それでも解決しない場合は、Microsoftの公式サポートへ問い合わせることを検討してみてください。
Excelのパスワード設定・解除に関するよくある疑問
続いては、Excelのパスワード設定・解除に関するよくある疑問を確認していきます。
パスワード機能を使いこなすうえで、知っておくと役立つ知識をQ&A形式でまとめました。
パスワードを設定したままファイルを共有してもいい?
パスワードを設定したExcelファイルを共有することは可能です。
ただし、共有相手にもパスワードを別の安全な手段(メールではなく電話など)で伝えることが情報セキュリティの観点からおすすめです。

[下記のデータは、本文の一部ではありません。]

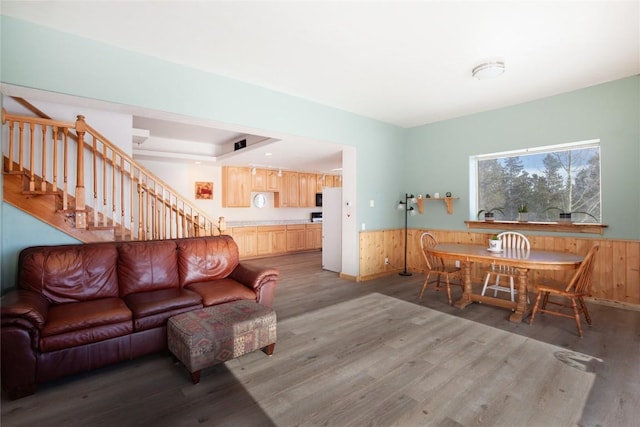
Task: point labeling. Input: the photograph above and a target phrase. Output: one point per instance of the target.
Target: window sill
(569, 227)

同じメールにパスワード付きファイルとパスワード本文を一緒に送ることは、セキュリティ上のリスクがあるため避けましょう。
OneDriveやSharePointなどのクラウドサービスを使えば、よりセキュアなファイル共有が実現できるでしょう。
シートの保護とブックの保護はどう使い分ける?
シートの保護とブックの保護は目的が異なります。
シートの保護は「セルの内容を編集させたくない」場合に使用し、ブックの保護は「シート自体の追加・削除・移動を禁止したい」場合に使用します。
たとえば、複数人で使用する集計シートでは、入力セル以外を保護するためにシートの保護を活用し、シート構成を固定したい場合にブックの保護を組み合わせるのが一般的です。
【使い分けの目安】
・入力フォームやテンプレートの保護 → シートの保護
・シート構成(タブ)の固定 → ブックの保護
・ファイル自体の閲覧制限 → ファイルを開くパスワード
パスワードを管理するおすすめの方法は?
Excelのパスワードを忘れると、公式には回復手段がないケースも多く、非常に困った事態になりかねません。
パスワード管理には、LastPassや1Passwordなどのパスワード管理ツールの活用が効果的です。
また、社内ルールとしてパスワードの命名規則を統一しておくことも、管理のしやすさにつながるでしょう。
いずれにせよ、重要なパスワードはファイル外の安全な場所に記録しておく習慣をつけることが大切です。
まとめ
本記事では、「【Excel】エクセルのパスワード設定を解除する方法(できない原因・Macでの設定方法)」と題して、Excelのパスワード設定と解除に関する幅広い内容を解説してきました。
Excelには「シートの保護」「ブックの保護」「ファイルを開くパスワード」という3種類のパスワード機能があり、それぞれ解除の手順が異なります。
解除できない場合の主な原因は、入力ミスや大文字小文字の違い、パスワードの失念などが考えられます。
Macでの操作もWindowsと基本的には同じですが、ダイアログの配置など一部異なる点があるため注意が必要でしょう。
パスワードは一度設定したら必ず別の場所にメモして安全に管理し、大切なファイルを守るためのセキュリティ意識を高めていただければ幸いです。
Excelのパスワード機能を正しく活用して、業務の効率化とデータセキュリティの両立を目指しましょう。